Step 3: Slide window by 1: remove 't', add 'e' to text_hash for substring "estt"

text_hash=hash("estt") != pattern_hash

Why: Update hash efficiently to check next substring without full recomputation.

Step 4: Slide window by 1: remove 'e', add 's' to text_hash for substring "stte"

text_hash != pattern_hash

Why: Continue sliding to check all substrings.
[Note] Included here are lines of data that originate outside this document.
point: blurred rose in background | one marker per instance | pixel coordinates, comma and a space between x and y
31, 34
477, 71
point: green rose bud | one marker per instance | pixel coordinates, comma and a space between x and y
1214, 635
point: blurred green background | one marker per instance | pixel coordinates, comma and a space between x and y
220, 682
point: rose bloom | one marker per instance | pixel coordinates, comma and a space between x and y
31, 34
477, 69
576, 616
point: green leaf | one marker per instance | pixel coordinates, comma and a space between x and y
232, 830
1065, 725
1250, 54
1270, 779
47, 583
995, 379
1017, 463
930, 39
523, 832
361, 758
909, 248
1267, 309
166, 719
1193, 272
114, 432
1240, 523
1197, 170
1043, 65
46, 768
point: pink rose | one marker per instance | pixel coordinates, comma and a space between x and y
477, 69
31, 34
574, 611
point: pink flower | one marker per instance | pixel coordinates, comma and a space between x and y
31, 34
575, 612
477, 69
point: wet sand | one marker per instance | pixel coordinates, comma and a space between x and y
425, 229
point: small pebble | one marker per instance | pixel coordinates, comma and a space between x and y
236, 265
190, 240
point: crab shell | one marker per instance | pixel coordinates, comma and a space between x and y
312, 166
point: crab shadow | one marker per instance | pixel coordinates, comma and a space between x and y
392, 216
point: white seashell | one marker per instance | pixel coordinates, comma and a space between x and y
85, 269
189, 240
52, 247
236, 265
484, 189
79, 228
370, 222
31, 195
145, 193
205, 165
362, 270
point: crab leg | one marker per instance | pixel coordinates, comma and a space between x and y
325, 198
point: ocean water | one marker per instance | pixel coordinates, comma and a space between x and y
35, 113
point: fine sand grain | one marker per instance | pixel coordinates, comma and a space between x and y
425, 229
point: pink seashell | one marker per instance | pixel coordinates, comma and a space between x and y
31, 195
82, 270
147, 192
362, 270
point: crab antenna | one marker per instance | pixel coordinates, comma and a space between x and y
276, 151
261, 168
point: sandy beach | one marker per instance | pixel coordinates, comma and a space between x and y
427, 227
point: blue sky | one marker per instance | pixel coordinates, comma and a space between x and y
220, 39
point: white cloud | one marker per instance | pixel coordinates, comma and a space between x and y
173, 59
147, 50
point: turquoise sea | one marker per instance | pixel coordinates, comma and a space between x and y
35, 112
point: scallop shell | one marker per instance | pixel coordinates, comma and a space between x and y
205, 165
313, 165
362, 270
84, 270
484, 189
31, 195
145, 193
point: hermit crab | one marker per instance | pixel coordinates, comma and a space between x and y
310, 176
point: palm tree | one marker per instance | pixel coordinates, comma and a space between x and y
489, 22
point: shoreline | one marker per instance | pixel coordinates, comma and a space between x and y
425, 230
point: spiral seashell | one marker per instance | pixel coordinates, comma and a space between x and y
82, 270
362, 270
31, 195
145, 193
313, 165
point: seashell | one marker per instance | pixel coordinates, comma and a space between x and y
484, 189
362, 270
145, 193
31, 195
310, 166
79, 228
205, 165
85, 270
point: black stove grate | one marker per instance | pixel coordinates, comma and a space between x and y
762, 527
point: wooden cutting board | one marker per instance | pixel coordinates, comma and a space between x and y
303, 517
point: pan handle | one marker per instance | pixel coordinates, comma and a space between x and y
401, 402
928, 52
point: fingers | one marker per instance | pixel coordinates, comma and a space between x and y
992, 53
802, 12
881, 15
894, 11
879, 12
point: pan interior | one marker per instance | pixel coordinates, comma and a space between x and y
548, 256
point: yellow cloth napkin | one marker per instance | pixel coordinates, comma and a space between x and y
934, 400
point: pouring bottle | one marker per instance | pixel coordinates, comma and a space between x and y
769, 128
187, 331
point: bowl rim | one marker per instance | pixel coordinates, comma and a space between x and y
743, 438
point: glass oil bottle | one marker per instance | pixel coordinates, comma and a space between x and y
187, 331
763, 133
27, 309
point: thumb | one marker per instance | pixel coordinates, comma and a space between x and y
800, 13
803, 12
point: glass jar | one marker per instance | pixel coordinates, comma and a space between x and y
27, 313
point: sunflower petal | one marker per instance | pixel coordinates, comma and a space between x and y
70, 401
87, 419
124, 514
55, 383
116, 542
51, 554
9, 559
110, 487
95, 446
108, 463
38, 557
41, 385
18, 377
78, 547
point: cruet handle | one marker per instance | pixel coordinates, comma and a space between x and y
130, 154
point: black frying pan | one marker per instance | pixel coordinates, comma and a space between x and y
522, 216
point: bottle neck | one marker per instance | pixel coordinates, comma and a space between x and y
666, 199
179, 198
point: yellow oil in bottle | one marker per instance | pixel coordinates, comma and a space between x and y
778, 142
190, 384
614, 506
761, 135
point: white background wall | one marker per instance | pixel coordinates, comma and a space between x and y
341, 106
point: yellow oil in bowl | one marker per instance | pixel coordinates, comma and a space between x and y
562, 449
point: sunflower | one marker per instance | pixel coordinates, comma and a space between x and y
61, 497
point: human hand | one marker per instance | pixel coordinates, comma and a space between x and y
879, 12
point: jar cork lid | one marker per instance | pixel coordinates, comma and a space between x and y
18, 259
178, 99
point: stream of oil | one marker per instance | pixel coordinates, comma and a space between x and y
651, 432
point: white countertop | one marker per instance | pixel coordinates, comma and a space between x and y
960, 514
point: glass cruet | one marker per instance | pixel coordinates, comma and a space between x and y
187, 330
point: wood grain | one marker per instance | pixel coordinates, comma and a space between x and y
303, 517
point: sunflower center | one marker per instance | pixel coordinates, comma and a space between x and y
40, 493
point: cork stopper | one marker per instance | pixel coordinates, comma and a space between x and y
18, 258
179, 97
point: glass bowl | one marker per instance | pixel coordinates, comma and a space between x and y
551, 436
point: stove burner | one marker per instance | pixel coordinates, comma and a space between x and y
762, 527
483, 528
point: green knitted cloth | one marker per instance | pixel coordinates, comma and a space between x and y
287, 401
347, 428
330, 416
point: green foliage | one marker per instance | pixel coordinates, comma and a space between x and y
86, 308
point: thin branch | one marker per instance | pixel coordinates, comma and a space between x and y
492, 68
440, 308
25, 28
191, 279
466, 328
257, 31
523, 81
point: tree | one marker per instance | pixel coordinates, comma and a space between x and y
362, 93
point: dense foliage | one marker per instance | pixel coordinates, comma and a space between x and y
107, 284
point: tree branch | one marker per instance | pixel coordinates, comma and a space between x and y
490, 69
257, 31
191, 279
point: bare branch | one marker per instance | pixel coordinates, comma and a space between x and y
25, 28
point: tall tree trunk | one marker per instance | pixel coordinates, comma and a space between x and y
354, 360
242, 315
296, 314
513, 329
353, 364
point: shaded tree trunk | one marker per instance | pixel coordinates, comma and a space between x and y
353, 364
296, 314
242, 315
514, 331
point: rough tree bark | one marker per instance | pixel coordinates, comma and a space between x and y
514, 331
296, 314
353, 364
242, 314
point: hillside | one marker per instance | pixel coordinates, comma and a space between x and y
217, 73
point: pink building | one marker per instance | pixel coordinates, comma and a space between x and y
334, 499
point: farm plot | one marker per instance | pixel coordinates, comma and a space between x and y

Step 5: Slide window by 1: remove 's', add 't' to text_hash for substring "ttex"

text_hash != pattern_hash

Why: Keep sliding until end of text.

Step 6: Slide window by 1: remove 't', add 'x' to text_hash for substring "text"

text_hash != pattern_hash

Why: Checked all possible positions, only match at index 0.

Result:

Matches found at indices: 0 -> null

Annotated Code

DSA C

#include <stdio.h>
#include <string.h>
#define d 256
#define q 101

void rabinKarp(char* text, char* pattern) {
    int n = strlen(text);
    int m = strlen(pattern);
    int i, j;
    int p = 0; // hash value for pattern
    int t = 0; // hash value for text
    int h = 1;

    // The value of h would be "pow(d, m-1)%q"
    for (i = 0; i < m - 1; i++)
        h = (h * d) % q;

    // Calculate the hash value of pattern and first window of text
    for (i = 0; i < m; i++) {
        p = (d * p + pattern[i]) % q;
        t = (d * t + text[i]) % q;
    }

    // Slide the pattern over text one by one
    for (i = 0; i <= n - m; i++) {
        // Check the hash values of current window of text and pattern
        if (p == t) {
            // If the hash values match, check characters one by one
            for (j = 0; j < m; j++) {
                if (text[i + j] != pattern[j])
                    break;
            }
            if (j == m)
                printf("Pattern found at index %d\n", i);
        }

        // Calculate hash value for next window of text
        if (i < n - m) {
            t = (d * (t - text[i] * h) + text[i + m]) % q;
            // We might get negative value of t, convert it to positive
            if (t < 0)
                t = t + q;
        }
    }
}

int main() {
    char text[] = "testtext";
    char pattern[] = "test";
    rabinKarp(text, pattern);
    return 0;
}

for (i = 0; i < m - 1; i++)
    h = (h * d) % q;

Calculate h = d^(m-1) mod q for rolling hash

for (i = 0; i < m; i++) {
    p = (d * p + pattern[i]) % q;
    t = (d * t + text[i]) % q;
}

Compute initial hash values for pattern and first text window

if (p == t) {
    for (j = 0; j < m; j++) {
        if (text[i + j] != pattern[j])
            break;
    }
    if (j == m)
        printf("Pattern found at index %d\n", i);
}

If hashes match, verify characters to confirm pattern

t = (d * (t - text[i] * h) + text[i + m]) % q;
if (t < 0)
    t = t + q;

Update text hash for next window using rolling hash formula

OutputSuccess

Pattern found at index 0

Complexity Analysis

Time: O(n + m) because we compute hashes once and slide over text once, verifying matches only when hashes match

Space: O(1) because we use fixed extra space for hash calculations and counters

vs Alternative: Compared to naive O(n*m) approach that checks every substring fully, Rabin-Karp uses hashing to skip unnecessary checks, improving average performance

Edge Cases

Empty pattern

Pattern matches at every index 0 to n (n+1 matches printed)

DSA C

int m = strlen(pattern); when m==0, hash loops skipped but main loop runs i=0 to n and verification passes (j==m==0)

Pattern longer than text

No matches found, loop does not run

DSA C

for (i = 0; i <= n - m; i++) (loop condition prevents invalid access)

Pattern equals text

Single match found at index 0

DSA C

if (p == t) { ... } (hash comparison and verification)

When to Use This Pattern

When you need to find a substring quickly multiple times and want to avoid checking every character repeatedly, use Rabin-Karp because it uses hashing to speed up comparisons.

Common Mistakes

Mistake: Not handling negative hash values after rolling hash update
Fix: Add check to convert negative hash to positive by adding modulus q

Mistake: Comparing hashes only without verifying characters
Fix: Always verify characters when hashes match to avoid false positives

Summary

Finds all occurrences of a pattern in a text using hashing to speed up comparisons.

Use when you want faster substring search than naive checking, especially for multiple searches.

The key is using a rolling hash to update substring hashes efficiently instead of recomputing from scratch.